The Military Eating Regime

This eating regime is divided into two phases over a period of 7 days. In the first 3 days, you need to follow a balanced diet based on three meals during the day, breakfast, lunch and dinner without having any snacks between meals. The calories in the first three days should be 1100 to 1400 calories per day.

Bear in mind that this caloric intake is much lower than that of an average adult; therefore you need to check your own caloric needs on daily basis and thus adjust this diet. In the rest of the 4 days of this eating regime you need to eat healthy ingredients but still with low caloric value.

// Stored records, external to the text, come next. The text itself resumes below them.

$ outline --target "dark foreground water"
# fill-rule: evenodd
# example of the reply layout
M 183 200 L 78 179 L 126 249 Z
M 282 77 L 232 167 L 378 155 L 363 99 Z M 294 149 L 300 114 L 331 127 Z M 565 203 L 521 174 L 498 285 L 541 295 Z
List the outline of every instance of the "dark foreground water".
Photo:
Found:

A Guideline of the Military Eating Regime

1st Day

Breakfast meal:

  • White cheese 0%
  • A slice of toast
  • ½ grapefruit
  • 1 cup of tea

Lunch meal:

  • ½ cup of tuna
  • A slice of toasted whole bread
  • Sautéed green vegetables
  • 1 cup of tea
  • ½ Banana or 1 apple

Dinner meal:

  • A chicken cutlet
  • Sautéed green beans
  • 1 cup of tea

2nd Day

Breakfast meal:

  • 1 hard-boiled egg
  • A slice of toast
  • ½ banana
  • 1 cup of tea

Lunch meal:

  • Chicken Aiguillettes
  • Zucchini noodles
  • A natural yoghurt
  • 1 cup of tea

Dinner meal:

  • A white fish kebab
  • ½ cup of broccoli
  • ½ cup of carrots
  • 1 cup of tea

3rd Day

Breakfast meal:

  • A bowl of oatmeal
  • A glass of almond milk or a plain yoghurt
  • A small handful of red fruits
  • 1 cup of tea

Lunch meal:

  • 1 fried egg
  • A slice of toast
  • 1 cup of tea

Dinner meal:

  • Shrimp zucchini noodles
  • 1 square of dark chocolate
  • 1 cup of tea

In the rest of the days of this diet you can have snacks and there are no restrictions on food groups. But, you need to take small portions having a caloric value less than 1500 calories per day. This diet is based on less carbohydrate intake and more lean protein and fish intake that will contribute to losing several pounds in a few days. According to several studies following a low carbohydrate diet is a great way to lose weight and boost the overall health. The consumption of protein can stimulate the appetite meanwhile enhancing the body’s metabolism.

Note:

This diet is not a long-term solution, but it will be a good start for the weight loss process which will offer the needed motivation.

This eating regime is safe for a healthy person as it is short and cannot cause lasting damage. But, if it is implemented on the long run, the caloric restriction can put you at a risk of nutrient shortage.

This eating regime is not advised if you have a history of eating disorders like anorexia. It is better first to consult a doctor prior initiating any weight loss program.